First, let’s clarify what Humble says in Chapter 3. In fact, you should include a well-crafted, specific thesis in your essay; the thesis Humble recommends you not put in your essay, the one he calls a writer’s tool, is extremely detailed and is several lines long. It’s a good guide for you – it’s a thesis in overdrive. For your essay, you can include a thesis that’s a little less detailed and unwieldy (think back to Evelyn White’s thesis, or even Flusty’s, for example) – go for a thesis in third or fourth gear.

Professors will often expect to see a thesis at the end of your first paragraph (usually the introduction), but it may show up a little later, especially for a longer paper with a lengthier introduction.


Chapter 3 in The Humble Argument gives you some advice on ways to find a good research question and then narrow it down to something debatable and answerable: a thesis.


“A question helps you explore a wide range of evidence, consider many possible answers, and then arrive at the best possible answer you can find. It’s hard to discover anything if you start with an idea you already have in mind” (Humble 53).

Both Humble and Lamott (“Shitty First Drafts” emphasize that writing is thinking and that writing is a process of discovery, not simply a catalog of what you already know (remember, the college essay is not a report).

At this point, you should be working on revising the shitty first draft of your Public Space Essay, which means you should be looking for an emerging argument. In order to construct a solid argument, you need a clear, focused thesis statement around which to organize your points.


According to Humble, “establishing reasonable possibilities is what argument does best” (70); and remember, argument is not always persuasion (from Chapter 1). Your thesis should present your central argument, or claim.
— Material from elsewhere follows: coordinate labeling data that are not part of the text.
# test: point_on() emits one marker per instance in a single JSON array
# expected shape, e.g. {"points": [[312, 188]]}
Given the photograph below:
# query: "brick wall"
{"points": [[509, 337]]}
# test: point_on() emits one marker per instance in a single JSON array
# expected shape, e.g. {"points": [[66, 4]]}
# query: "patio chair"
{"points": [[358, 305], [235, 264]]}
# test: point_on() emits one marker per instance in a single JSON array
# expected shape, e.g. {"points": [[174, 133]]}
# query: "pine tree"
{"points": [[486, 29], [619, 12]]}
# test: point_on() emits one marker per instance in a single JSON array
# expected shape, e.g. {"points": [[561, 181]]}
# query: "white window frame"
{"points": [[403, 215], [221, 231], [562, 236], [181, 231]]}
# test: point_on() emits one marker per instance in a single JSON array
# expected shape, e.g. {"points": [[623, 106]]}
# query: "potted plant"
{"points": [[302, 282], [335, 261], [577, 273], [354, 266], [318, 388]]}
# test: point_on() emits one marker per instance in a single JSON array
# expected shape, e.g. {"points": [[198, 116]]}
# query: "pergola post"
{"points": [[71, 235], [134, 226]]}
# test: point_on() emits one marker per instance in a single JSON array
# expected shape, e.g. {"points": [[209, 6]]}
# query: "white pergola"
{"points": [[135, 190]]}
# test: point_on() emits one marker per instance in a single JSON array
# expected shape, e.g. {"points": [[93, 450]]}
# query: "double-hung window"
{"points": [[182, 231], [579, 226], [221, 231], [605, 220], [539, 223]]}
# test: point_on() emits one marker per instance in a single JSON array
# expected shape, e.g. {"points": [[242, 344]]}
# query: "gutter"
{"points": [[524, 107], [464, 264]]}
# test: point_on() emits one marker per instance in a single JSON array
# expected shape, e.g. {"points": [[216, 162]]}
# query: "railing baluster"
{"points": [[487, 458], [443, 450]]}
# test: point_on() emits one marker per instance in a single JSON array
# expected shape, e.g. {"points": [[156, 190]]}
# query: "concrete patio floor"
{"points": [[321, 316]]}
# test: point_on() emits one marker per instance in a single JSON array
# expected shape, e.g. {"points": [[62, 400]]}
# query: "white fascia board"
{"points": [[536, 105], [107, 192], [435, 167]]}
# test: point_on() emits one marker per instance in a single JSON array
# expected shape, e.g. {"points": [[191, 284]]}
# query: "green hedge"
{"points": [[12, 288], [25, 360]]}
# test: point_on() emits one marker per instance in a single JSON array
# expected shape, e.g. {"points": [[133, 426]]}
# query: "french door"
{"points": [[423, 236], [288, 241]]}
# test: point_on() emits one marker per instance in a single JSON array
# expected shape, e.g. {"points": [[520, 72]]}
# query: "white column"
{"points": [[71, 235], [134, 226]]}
Humble’s Methods to Narrow Your Topic

  1. Focus on a subtopic (or even a sub subtopic) of your main topic.
  2. Focus on a single case study as a way of exploring a larger issue.
  3. Replace broad terms with more precise terms.

Drafting: Getting Started

Start drafting a thesis by finishing the following statements. Run your drafts by a partner in class.

  1. What I really want people to understand about my space is…
  2. My purpose in writing about this space is to…
  3. When most people visit my space they see _______, but what I want them to see is ________.
  4. My analysis is important because…

Now look back at Evelyn White’s thesis statement. Look at Flusty’s We identified these in class. Modeling on their sentence structure, write your own thesis.


Developing Strong Thesis Statements: Is it narrow? Is it debatable? Is it answerable? And finally, is it interesting to you and your reader?

Organizing Your Argument: Have you linked your data with your claim?  Do you have sufficient backing?  Have you addressed the counterargument(s)?